Club member working on connecting cirucits to demonstrate a prototype that will help someone who has fallen to raise themselves to standing

Mechanical engineering senior Daniel Teran demonstrates a prototype for The People Lifter, a device that uses a scissor lift mechanism that will help people who suffer from post-polio syndrome. Photo by Elena Polanco.

By Amanda Holst, Public Affairs Assistant

Build. Learn. Share. That’s the goal of the SJSU Robotics Club, currently consisting of twelve active members with majors in electrical engineering, mechanical engineering, computer science and business. Anyone can join though, says next semester’s club vice president, Daniel Teran.

“The goal is to get a variety of students from different majors and integrating those majors to build something,” Teran said.

The latest innovation is the club’s Line Follower Robot, a robot built from club members’ recycled remote control circuit boards and infrared emitters and receivers. According to Teran, a mechanical engineering senior, the built-in microprocessor reads the value from the receivers and senses the line on the dry erase board, which allows the robot to follow it. A Wall-E-inspired erasing mechanism attached to the back of the robot shifts back and forth to wipe away the line it follows on the path. The robot took the club members about a week to make and was a group effort.

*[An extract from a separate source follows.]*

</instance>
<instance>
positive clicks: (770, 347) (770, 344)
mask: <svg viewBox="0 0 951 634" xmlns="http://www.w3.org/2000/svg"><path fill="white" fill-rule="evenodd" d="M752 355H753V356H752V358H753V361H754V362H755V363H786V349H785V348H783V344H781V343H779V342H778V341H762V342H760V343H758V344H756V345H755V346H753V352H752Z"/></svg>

“The coolest thing is learning things from other members,” Teran said. “We have members from electrical engineering who showed us how to put the circuits together. We learn a thing or two from each other, which is probably what we will be doing in the real world, working in the field.”

Students in the club are able to get credit for the robots they build for the project portions of their Machine Design (ME 154) and Mechatronics (ME 106) classes.

Some of the club’s project ideas come from Project Enable, an academic program that sponsors SJSU students to build, modify, and invent devices for the disabled in the community. Project Enable sponsors two students each semester to get credit for ME 197, a course that allows engineering students to complete community service as part as their graduation requirements.

“We are trying to connect students with people who have disabilities, helping the less-abled,“ said Project Enable’s founder Krishna Seshan.

According to Seshan, all of the designs are “reusable, off the shelf items, that have been put to innovative use.” Clients are able to play a part in the design and process of their robotic and mechatronic solutions.

One such prototype is the Intelligent Cane (I-Cane), developed by former president and founder of the Robotics Club, Thai Saleem. The I-Cane, winning the most technical award at the Neat Ideas Fair, brings better alertness to the blind by allowing them to sense approaching objects anywhere from three to five feet. Unlike a regular cane, the I-Cane has a built-in circuit board, sensory device and buzzer that gives off a warning when an object is near.

“My idea is that every blind person is able to have one, because it is very cheap to make,” Saleem said.

The I-Cane is taken to the Santa Clara Blind Center every week, where Project Enable and students get feedback on and support for their designs.

Other projects the Robotics Club and Project Enable are working on include a touring robot that can take a tour of the SJSU campus when it is trained, a solar water purifier for third world countries, and a people lifter that will help someone fallen down to raise themselves to standing.